Radio wave technologies using electromagnetic waves of microwaves and ultra-high frequencies have been rapidly developed for high bit rate wireless communications and RFID application in out-door and in-door spaces. Signal detection evaluation is very important factor in these systems including several objects along propagation paths of urban streets and country suburb, and, in houses and building. In order to estimate scattering and interference fields in many environments, typical useful models for scattering objects are dielectric elliptic cylinders on the planar ground. Field intensity distributions of electromagnetic waves in these circumstances are studied by Mathieu function expansion with addition theorems. Incident and scattering fields are expanded by Mathieu function series and coefficients of series are derived by electromagnetic field continuity equations of boundary conditions on the elliptic cylinder and planar surface.
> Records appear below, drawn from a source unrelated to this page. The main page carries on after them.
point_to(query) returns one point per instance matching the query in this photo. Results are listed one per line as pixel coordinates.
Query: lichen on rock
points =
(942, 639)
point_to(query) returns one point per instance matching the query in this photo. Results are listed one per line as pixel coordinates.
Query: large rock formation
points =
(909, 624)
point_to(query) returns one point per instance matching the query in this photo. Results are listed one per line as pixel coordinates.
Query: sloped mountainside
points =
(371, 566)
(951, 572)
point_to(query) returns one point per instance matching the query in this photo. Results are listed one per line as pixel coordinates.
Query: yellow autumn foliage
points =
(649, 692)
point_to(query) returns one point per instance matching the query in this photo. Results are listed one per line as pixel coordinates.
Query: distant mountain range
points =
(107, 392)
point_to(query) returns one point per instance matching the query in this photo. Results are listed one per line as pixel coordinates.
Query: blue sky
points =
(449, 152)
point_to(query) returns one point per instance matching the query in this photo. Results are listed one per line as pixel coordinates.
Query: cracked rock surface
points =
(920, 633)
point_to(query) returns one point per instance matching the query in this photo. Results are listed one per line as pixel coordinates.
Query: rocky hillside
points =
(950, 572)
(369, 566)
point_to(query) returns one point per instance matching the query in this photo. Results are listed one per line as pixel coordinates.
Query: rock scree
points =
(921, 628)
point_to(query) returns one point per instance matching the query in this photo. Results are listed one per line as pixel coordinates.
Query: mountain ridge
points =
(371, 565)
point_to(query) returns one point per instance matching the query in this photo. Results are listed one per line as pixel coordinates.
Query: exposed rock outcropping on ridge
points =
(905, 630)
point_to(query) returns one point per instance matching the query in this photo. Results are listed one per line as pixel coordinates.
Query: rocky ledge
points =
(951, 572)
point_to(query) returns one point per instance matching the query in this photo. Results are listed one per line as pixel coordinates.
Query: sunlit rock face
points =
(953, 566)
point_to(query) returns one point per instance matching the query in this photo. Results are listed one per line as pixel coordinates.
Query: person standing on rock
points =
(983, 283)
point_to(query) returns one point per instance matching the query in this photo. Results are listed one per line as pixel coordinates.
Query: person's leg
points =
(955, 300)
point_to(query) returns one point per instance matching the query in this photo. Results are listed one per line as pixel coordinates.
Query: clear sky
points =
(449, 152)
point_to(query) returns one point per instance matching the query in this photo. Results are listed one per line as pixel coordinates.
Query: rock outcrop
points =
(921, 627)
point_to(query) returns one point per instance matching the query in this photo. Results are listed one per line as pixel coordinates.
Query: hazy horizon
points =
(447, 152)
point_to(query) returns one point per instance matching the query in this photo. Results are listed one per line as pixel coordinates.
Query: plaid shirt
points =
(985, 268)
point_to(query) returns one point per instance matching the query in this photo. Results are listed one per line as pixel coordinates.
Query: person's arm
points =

Reflection and scattered fields by elliptic cylinders on planar ground are shown by these series coefficients, and also fields in shadow regions between dielectric elliptic cylinders and planar ground. Field intensities in the elliptic cylinder including resonance cases for particular frequencies are evaluated. Reflection and scattered fields are compared with computer simulation results derived by numerical calculation of the FDTD method. Based on these field calculations optimum system design of WiMAX wireless communications and RFID systems in out-door and in-door space regions are investigated. Positions and locations of radiating and receiving antenna for RF stations and RF readers may be decided from field results of this theory.